"Dieser Roman ist in Teilen inspiriert von verschiedenen realen Ereignissen, er ist jedoch eine hiervon losgelöste und unabhängige fiktionale Geschichte. Daher erhebt der Roman keinen Anspruch, Geschehnisse und Personen und ihre beruflichen und privaten Handlungen authentisch wiederzugeben." Diese Präambel stellt Autor Benjamin Stuckrad-Barre seinem neuen Roman "Noch wach?" voran. Das ist nicht nur juristische Absicherung. Immerhin glaubten sich mächtige Medienmacher kurioserweise schon vor dessen Erscheinen in dem Werk selbst zu erkennen. Es ist auch Programmatik. Alles kann wahr sein, aber nichts davon muss wahr sein. Wissen tun es nur die, die dabei waren.
Stuckrad-Barre hat ein Buch über Machtmissbrauch in der Medienbranche geschrieben. Es kommt in Form von losen Skizzen-Aufzeichnungen daher. Es zeigt Szenen, in denen Männer an der Spitze eines Mediums jungen, hübschen Frauen nachstellen. Es dokumentiert ihre Strategien, ihr Repertoire, ihre sorgsam aufgebauten Fallen. Erst später beginnen sich die Skizzen zu einem Ganzen zu verweben. Es werden Parallelen klar.

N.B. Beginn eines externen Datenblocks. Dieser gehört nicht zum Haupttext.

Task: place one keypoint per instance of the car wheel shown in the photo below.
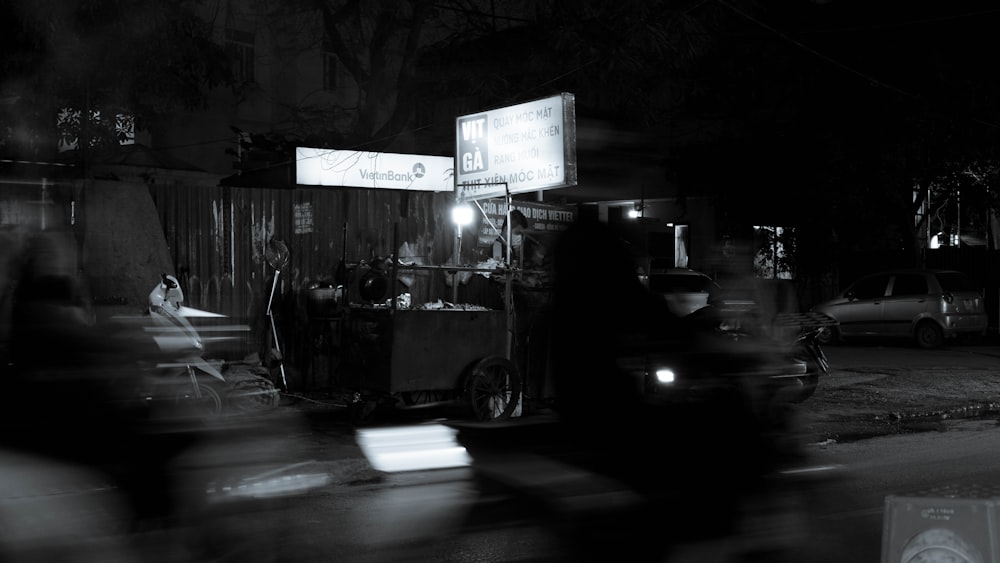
(928, 335)
(828, 336)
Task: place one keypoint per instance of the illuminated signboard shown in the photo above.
(327, 167)
(528, 147)
(540, 216)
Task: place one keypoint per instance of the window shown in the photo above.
(909, 284)
(331, 66)
(70, 126)
(870, 288)
(240, 46)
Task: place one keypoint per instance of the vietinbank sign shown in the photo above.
(523, 148)
(327, 167)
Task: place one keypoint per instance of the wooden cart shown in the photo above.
(425, 355)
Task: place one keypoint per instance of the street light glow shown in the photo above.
(461, 215)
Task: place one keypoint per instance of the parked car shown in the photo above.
(685, 290)
(929, 306)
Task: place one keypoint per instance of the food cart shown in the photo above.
(392, 353)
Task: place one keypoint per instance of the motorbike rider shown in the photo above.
(601, 313)
(69, 374)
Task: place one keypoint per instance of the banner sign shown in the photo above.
(328, 167)
(522, 148)
(540, 216)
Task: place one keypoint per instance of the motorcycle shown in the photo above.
(175, 336)
(796, 336)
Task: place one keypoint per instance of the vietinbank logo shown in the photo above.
(473, 144)
(326, 167)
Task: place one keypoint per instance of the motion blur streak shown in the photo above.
(412, 448)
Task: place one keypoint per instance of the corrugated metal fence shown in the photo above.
(218, 238)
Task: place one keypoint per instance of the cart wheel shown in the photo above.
(493, 388)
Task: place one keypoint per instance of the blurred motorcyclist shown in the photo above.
(670, 452)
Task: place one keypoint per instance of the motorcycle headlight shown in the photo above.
(665, 376)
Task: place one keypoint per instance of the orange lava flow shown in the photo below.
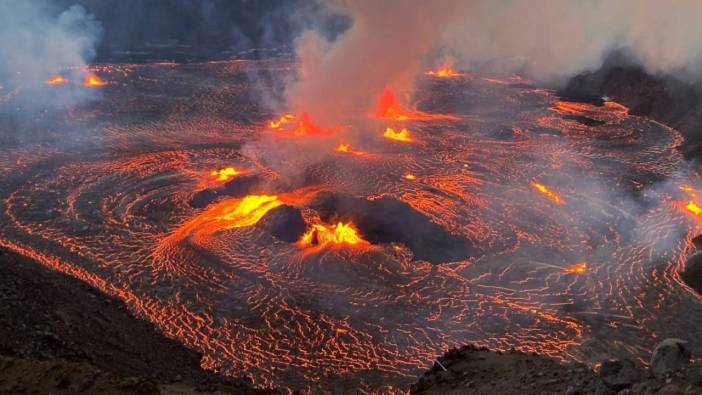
(388, 108)
(580, 267)
(402, 135)
(224, 174)
(93, 81)
(248, 211)
(340, 233)
(444, 72)
(693, 208)
(548, 193)
(57, 80)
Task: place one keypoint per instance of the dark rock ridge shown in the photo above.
(59, 325)
(238, 186)
(664, 98)
(691, 272)
(476, 370)
(388, 220)
(284, 223)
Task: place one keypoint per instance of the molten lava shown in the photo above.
(580, 267)
(444, 72)
(693, 208)
(340, 233)
(548, 193)
(57, 80)
(402, 135)
(686, 188)
(224, 174)
(277, 124)
(248, 211)
(345, 148)
(93, 81)
(388, 108)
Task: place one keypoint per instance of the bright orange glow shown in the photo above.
(281, 121)
(248, 211)
(686, 188)
(693, 208)
(580, 267)
(56, 80)
(444, 72)
(224, 174)
(92, 80)
(388, 108)
(548, 193)
(402, 135)
(338, 234)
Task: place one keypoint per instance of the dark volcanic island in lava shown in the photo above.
(335, 214)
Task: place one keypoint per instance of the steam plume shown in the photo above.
(549, 40)
(37, 44)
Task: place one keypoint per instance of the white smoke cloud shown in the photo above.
(38, 44)
(391, 41)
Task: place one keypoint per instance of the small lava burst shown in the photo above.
(340, 233)
(444, 72)
(224, 174)
(388, 108)
(248, 211)
(686, 188)
(693, 208)
(402, 135)
(93, 81)
(303, 127)
(547, 192)
(580, 267)
(56, 80)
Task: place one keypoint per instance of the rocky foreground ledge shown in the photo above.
(58, 335)
(475, 370)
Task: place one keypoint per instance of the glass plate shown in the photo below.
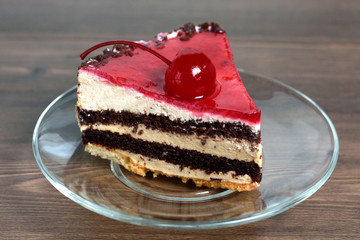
(300, 153)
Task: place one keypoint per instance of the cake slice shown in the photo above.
(127, 114)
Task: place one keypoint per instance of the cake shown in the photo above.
(128, 112)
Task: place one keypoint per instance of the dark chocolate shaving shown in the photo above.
(185, 33)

Im Laufe der Seiten kommt es zum Showdown dreier Männer. Der Ich-Erzähler, der Besitzer eines Fernsehsenders und dessen Chefredakteur. Benjamin von Stuckrad-Barre selbst? Springer-Vorstandschef Mathias Döpfner? "Bild"-Chefredakteur Julian Reichelt? Kann sein, muss aber nicht sein - siehe Präambel. In insgesamt 18 Kapiteln mit Überschriften wie "Jetzt wirds schmutzig", "Grauzone" oder "Bezahlte Partnerschaft" nähert er sich dem Kern des Themas von verschiedenen Seiten. Der Buchverlag Kiepenheuer & Witsch hatte angekündigt, es handle sich um ein "Sittengemälde unserer Zeit". Der Roman erzähle von "Machtstrukturen und Machtmissbrauch, Mut und menschlichen Abgründen".
Angesprochen auf Ex-"Bild"-Chef Julian Reichelt, sagte der Autor dem "Spiegel": "Handelt der Roman von ihm persönlich? Ganz gewiss nicht. Ich habe ihn dreimal getroffen in meinem Leben, immer nur zufällig, kein mal freiwillig. Dreimal - und nach allem, was ich so höre, langt das auch. Mein Buch ist Literatur und kein Klatsch. Was über ihn und sein Verhalten bekannt ist, wäre kein Romanthema, wenn es nicht woanders vergleichbar vorkäme." Er interessiere sich "nicht für diesen Typen, sondern für einen bestimmten Typus Mensch."
Auch einen Österreich-Bezug gibt es. Auf den ersten Seiten findet sich der Nachdruck eines Widerrufs von Verleger Wolfgang Fellner. Demnach gibt er zu, einer "K.W." gesagt zu haben, dass er sie liebe und ihr gerne ihr Kleid aufzippen wolle.